Lance stopped dead, halting her march down the hallway. She glowered at him. The hallway was filled with gray light and everyone had gone home already. They were probably the only students who hadn't gone home yet, and each sound they made bounced off the lockers and walls and the gaping silence. She tried to go left around him and he flung out his arm; she darted right and he held out his right arm as well.
"You can't be mad at me, they were trashing my car," he said plaintively, squaring himself with her hardened face.
"That's not the point," Ilana said, ducking around his outstretched right hand; he tried to grab her sleeve and she shrugged him off, hard.
"So, what? You don't want me to defend what's mine?"
"No, Lance, that's not the point either!" she yelled, wheeling around, her voice rising to a shout. The high notes spilled down the empty hallway.
"Then what?"
Ilana pursed her lips and gave him a stony look. She was being so difficult. She didn't understand. She never understood. Lance folded his arms, ignoring the bruise.

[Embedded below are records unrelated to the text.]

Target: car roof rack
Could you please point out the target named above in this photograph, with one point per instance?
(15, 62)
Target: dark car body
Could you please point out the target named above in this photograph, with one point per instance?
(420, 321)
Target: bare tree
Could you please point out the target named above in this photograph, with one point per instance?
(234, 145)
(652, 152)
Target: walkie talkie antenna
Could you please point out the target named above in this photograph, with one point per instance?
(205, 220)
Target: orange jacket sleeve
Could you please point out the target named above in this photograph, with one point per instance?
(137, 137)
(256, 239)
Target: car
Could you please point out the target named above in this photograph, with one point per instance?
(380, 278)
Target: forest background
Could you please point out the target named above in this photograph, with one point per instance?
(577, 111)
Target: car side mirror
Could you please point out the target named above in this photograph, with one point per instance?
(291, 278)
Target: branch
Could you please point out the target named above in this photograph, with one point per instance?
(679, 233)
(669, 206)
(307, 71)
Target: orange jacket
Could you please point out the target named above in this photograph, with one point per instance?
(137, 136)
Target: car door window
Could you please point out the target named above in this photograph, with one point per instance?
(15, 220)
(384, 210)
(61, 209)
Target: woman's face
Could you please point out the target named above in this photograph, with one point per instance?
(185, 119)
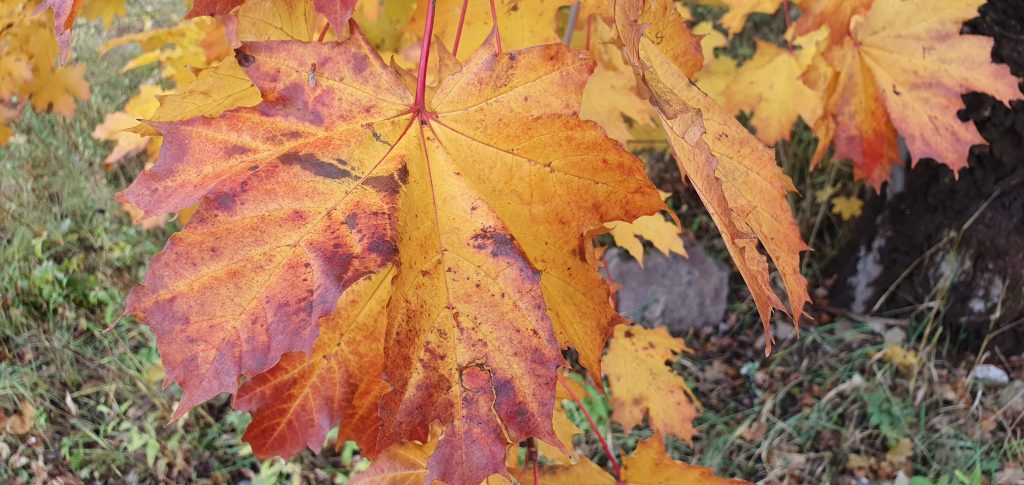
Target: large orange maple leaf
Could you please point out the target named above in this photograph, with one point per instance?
(482, 196)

"I expected better from you," she said, with a steely edge in her words, and Lance exhaled forcefully. He had been cut by this anger-honed disappointment before. Ilana was her father's daughter. What she lacked in royal gravitas, she recovered through sheer fiery conviction. But it was the same frustration, the same regret, the same rage and coldness. And it was so unfair. Something in him flared up, something worse than in the parking lot, something old and resentful.

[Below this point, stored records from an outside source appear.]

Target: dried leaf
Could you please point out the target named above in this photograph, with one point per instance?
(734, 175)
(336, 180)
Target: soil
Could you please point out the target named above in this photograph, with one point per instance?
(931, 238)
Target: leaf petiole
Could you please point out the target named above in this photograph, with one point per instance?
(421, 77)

"You let a bunch of punks get to you, and then you sent two of them to the emergency room. Really, Lance? Really? How many times have I – "
"They were trashing my car," he cut in again, and she brushed away his words with a brusque wave of her arm.
"So call the police! Newton didn't break anybody's nose, he didn't break any collarbones or kick teeth out, and he cares about the damn car just as much as you do! You thought with your fists instead of your brain, as usual, and you – went – overboard, " she said, jabbing her finger through the space between them, "and you hurt people. Unnecessarily. For something stupid."
Ilana snorted scornfully and crossed her arms, shaking her head as she glared down the empty hallway. Lance's face felt hot and he jerked away from her, looking around to find... something, anything, to focus on for three seconds. The numbers 143 on the locker in front of him gleamed weakly in the gray light. Outside, the wind picked up briefly and they could hear it howling down the bricked alleyway, empty and loud. Ilana sighed heavily.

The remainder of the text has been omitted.